Esoteric asset classes continue to be an attractive option for yield-hungry investors who have had access to limited issuance volumes of the more traditional structured finance asset classes, said Standard & Poor's in a report published today.
Solid performance through the recent downturn and attractive bond yields should keep investor interest in nontraditional U.S. asset securitizations strong in 2011, the report said.
Issuers are likely to find the spreads attractive as well. The limited volumes from more traditional asset classes combined with solid buyside appetite meant most nontraditional asset classes tightened in 2010.
"2010 was a year of transition from a few perspectives for the capital markets," S&P credit analyst Weli Chen said. "The securitization market adjusted to the expiration of the TALF program, which has been credited with helping to restore a baseline level of issuance with attractive yields for issuers. Mid-year 2010 saw the passage of the Dodd-Frank legislation, and economies around the world and across sectors continue to recover."
In some instances, sector-specific credit markets, such as global trade and container shipping, have started to thaw for the first time since the beginning of the global downturn, said the S&P report. Last week the first whole business deal of 2011 was issued. Cajun Global, which owns Church's Chicken and Texas Chicken, came to market with a $245 million securitization.
Issuers should also be encouraged by the positive reception of last November's issue from Adams Outdoor Advertising. The company completed a $355 million securitization backed by income earned from billboards and other displays. Barclays Capital analysts estimated issuance will grow to between $15 billion and $20 billion in 2011 from 2010 volumes which fell between $10 billion and $15 billion.

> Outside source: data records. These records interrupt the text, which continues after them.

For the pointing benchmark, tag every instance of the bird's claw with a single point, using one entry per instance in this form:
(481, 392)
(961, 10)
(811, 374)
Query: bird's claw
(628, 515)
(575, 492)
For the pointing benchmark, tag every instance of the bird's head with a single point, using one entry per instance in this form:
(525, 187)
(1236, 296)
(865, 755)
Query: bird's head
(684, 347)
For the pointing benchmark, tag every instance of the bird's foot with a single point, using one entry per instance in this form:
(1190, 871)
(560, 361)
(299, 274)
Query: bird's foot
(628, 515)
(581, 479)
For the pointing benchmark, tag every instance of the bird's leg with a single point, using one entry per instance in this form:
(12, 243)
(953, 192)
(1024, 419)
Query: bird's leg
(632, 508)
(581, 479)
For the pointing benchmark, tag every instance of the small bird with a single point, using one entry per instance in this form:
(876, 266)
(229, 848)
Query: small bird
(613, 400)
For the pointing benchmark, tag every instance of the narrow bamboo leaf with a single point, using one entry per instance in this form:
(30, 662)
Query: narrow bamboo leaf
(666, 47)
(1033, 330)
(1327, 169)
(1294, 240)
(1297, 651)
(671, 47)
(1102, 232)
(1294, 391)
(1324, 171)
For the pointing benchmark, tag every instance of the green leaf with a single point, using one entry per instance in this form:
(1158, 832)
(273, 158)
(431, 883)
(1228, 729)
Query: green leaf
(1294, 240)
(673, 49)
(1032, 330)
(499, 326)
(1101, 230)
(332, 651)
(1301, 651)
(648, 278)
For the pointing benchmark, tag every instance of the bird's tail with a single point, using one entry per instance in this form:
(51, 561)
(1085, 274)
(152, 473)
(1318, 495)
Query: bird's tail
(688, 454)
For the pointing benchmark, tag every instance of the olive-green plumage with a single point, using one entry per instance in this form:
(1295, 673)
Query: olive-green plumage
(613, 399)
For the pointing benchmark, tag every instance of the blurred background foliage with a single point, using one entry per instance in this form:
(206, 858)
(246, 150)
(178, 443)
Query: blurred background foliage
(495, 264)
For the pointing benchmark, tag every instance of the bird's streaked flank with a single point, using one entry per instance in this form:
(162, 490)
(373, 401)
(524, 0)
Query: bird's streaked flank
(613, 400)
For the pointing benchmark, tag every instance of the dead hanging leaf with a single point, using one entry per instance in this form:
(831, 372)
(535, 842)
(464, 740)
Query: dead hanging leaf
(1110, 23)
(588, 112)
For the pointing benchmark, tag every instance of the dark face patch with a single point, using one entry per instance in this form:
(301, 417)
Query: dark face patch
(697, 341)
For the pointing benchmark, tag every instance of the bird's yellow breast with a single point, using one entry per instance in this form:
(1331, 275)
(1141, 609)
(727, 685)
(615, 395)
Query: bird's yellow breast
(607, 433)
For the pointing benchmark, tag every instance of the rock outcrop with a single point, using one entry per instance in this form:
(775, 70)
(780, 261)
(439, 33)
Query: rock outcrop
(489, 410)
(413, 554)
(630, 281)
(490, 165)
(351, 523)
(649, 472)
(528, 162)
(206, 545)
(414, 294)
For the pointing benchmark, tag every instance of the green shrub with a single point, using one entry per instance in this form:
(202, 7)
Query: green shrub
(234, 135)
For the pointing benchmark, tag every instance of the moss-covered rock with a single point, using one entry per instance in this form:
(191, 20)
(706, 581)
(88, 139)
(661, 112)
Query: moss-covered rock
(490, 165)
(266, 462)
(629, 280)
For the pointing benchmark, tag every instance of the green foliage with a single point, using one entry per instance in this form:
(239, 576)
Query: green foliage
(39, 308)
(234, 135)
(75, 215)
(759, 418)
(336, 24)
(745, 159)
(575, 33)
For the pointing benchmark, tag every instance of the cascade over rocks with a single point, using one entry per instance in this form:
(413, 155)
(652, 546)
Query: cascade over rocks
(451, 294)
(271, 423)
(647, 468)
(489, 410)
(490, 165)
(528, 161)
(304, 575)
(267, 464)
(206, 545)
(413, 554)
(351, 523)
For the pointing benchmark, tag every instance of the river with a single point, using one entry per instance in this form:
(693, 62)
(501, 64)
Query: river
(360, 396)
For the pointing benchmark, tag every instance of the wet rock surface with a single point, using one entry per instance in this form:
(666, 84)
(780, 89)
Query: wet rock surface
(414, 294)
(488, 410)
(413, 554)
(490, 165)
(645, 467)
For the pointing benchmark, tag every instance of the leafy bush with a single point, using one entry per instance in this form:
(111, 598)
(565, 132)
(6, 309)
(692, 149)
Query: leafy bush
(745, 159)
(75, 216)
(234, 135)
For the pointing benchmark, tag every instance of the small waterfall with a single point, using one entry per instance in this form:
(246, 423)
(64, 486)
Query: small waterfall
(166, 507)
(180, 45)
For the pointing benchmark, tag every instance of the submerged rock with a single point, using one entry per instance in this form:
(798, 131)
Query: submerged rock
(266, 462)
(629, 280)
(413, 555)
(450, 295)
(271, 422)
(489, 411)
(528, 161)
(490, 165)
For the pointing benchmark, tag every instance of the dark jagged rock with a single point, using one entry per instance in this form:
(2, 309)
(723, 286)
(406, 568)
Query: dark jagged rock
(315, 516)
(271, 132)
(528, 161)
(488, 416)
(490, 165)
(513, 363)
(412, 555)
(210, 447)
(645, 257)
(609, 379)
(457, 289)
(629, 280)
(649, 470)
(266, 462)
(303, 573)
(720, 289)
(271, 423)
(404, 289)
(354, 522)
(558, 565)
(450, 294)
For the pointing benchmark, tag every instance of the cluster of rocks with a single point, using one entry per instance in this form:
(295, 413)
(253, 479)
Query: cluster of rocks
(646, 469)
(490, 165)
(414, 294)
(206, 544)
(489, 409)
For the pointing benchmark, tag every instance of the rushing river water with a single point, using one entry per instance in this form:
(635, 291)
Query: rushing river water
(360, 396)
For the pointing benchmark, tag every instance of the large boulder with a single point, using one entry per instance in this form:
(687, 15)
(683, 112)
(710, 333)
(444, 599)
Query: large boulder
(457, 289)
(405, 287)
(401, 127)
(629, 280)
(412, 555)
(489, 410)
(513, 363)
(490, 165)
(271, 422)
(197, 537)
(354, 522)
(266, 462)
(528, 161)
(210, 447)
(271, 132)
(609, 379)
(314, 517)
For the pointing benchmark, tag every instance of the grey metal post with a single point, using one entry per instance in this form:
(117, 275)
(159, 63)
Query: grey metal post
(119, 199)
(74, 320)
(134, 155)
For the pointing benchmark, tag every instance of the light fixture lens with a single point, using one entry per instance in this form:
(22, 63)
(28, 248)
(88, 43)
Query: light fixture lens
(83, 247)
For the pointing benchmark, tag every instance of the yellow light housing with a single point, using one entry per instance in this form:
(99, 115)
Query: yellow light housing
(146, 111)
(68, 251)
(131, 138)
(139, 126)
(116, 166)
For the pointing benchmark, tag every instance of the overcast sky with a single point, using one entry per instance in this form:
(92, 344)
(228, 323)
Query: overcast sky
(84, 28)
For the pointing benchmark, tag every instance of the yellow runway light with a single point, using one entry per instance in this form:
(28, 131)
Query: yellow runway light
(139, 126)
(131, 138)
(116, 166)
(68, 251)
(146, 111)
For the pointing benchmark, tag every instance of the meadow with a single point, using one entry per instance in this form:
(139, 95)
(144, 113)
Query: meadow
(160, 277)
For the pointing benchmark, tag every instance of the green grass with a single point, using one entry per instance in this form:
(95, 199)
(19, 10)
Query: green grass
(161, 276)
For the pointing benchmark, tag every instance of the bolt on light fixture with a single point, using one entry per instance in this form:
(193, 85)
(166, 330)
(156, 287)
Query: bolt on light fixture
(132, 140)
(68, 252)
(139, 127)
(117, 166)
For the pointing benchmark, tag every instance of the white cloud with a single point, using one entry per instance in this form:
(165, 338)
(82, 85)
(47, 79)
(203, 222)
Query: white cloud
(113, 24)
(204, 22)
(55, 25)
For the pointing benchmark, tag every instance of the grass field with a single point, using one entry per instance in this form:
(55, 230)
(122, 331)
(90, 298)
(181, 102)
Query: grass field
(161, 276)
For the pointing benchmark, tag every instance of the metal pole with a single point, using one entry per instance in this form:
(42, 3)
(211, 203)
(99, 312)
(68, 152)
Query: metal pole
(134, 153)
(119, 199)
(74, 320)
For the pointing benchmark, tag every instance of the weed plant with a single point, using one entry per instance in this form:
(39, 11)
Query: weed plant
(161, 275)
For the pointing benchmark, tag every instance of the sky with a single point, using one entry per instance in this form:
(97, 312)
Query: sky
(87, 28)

"We believe this combination will continue in 2011, providing a favorable environment for nontraditional asset issuers--some of whom will need to tap the securitization market to refinance either term or warehouse debt," S&P credit analyst Carmi Margalit said. "On a more granular level, we believe the whole business and transportation leasing sectors are poised to bolster a recovery that started in the second half of 2010."